Does anyone know how many brands that Snowbear sells. Their web site only talks about one brand, but I've seen several other plows made by them.


----------



## PhantomRacer (Dec 27, 2004)

One brand, but they have 3-4 different plows now. They used to have 1-2 but seem to be branching out a bit.


----------



## whiteowl (Nov 21, 2006)

I am aware of 2. Of course the main brand is Snowbear but I purchased a plow by the name of "Winterwolf" 5 or 6 years ago from Sams Club. All of the parts for it are supplied through Snowbear. But I haven't seen any in the stores for a few years so I don't know if they still build new ones under that name anymore.


----------



## sswt (Nov 22, 2009)

yep they still do........as of last year anyway, thats when mine was new


----------



## ArcticCat1 (Jan 12, 2009)

How do these plows work for you guys? I've heard good and bad about them.


----------



## sswt (Nov 22, 2009)

im pretty sold on mine so far....few minor things to sort out here and there, but for personal use its more then enough to get the job done


----------



## ArcticCat1 (Jan 12, 2009)

I bought the Winter Wolf model from Sams club at the end of last winter for $600 (it was the floor model) haven't had a chance to use yet!! Just waiting for snow!


----------



## sday88 (Feb 20, 2007)

I've got the ProShovel model that I bought at Home Depot a couple years ago and I love it.


----------



## PhantomRacer (Dec 27, 2004)

ArcticCat1;890757 said:


> How do these plows work for you guys? I've heard good and bad about them.

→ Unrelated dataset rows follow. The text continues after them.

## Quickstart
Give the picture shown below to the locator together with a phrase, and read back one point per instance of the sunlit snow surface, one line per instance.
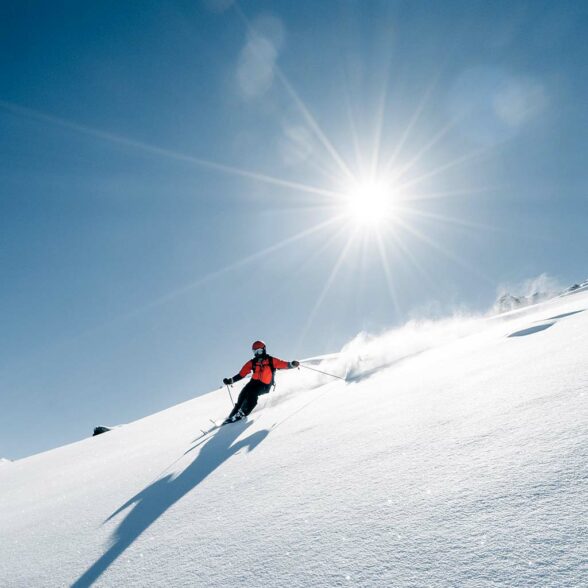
(456, 455)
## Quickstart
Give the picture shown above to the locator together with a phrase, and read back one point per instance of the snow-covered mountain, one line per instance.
(455, 454)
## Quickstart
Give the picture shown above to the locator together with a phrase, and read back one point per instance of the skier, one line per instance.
(263, 367)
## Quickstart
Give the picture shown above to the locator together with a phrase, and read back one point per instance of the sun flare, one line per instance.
(369, 203)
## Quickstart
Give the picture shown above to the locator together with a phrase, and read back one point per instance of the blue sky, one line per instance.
(174, 179)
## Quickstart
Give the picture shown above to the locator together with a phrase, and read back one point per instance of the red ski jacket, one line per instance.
(262, 369)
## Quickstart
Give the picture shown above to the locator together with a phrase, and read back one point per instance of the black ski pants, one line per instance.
(248, 397)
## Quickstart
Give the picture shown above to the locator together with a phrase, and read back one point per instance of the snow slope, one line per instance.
(456, 455)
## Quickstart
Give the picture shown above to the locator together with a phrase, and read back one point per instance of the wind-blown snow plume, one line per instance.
(525, 293)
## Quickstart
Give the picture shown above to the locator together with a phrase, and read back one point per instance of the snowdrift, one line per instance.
(454, 455)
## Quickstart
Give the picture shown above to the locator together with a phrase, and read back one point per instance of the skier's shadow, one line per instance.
(153, 501)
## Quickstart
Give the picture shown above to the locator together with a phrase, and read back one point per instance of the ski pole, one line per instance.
(321, 372)
(230, 395)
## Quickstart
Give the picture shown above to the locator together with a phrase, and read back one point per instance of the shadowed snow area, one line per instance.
(455, 454)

They work great. Do a search. You will find the ones here that actually own them, like them. The only negative comments are generally from those who do not own and use it.

Paul


----------



## theoleskeeter (Dec 10, 2009)

*looking snowbear snowplow*

I've checked Home Depot site and the Sams club site and can find nothing on either plow whats with that? I have a 95 Dodge Dakota 3.9 six cyl 4x4 and am looking to plow my own driveway. what's out there for less than a grand???I really need some help here.


----------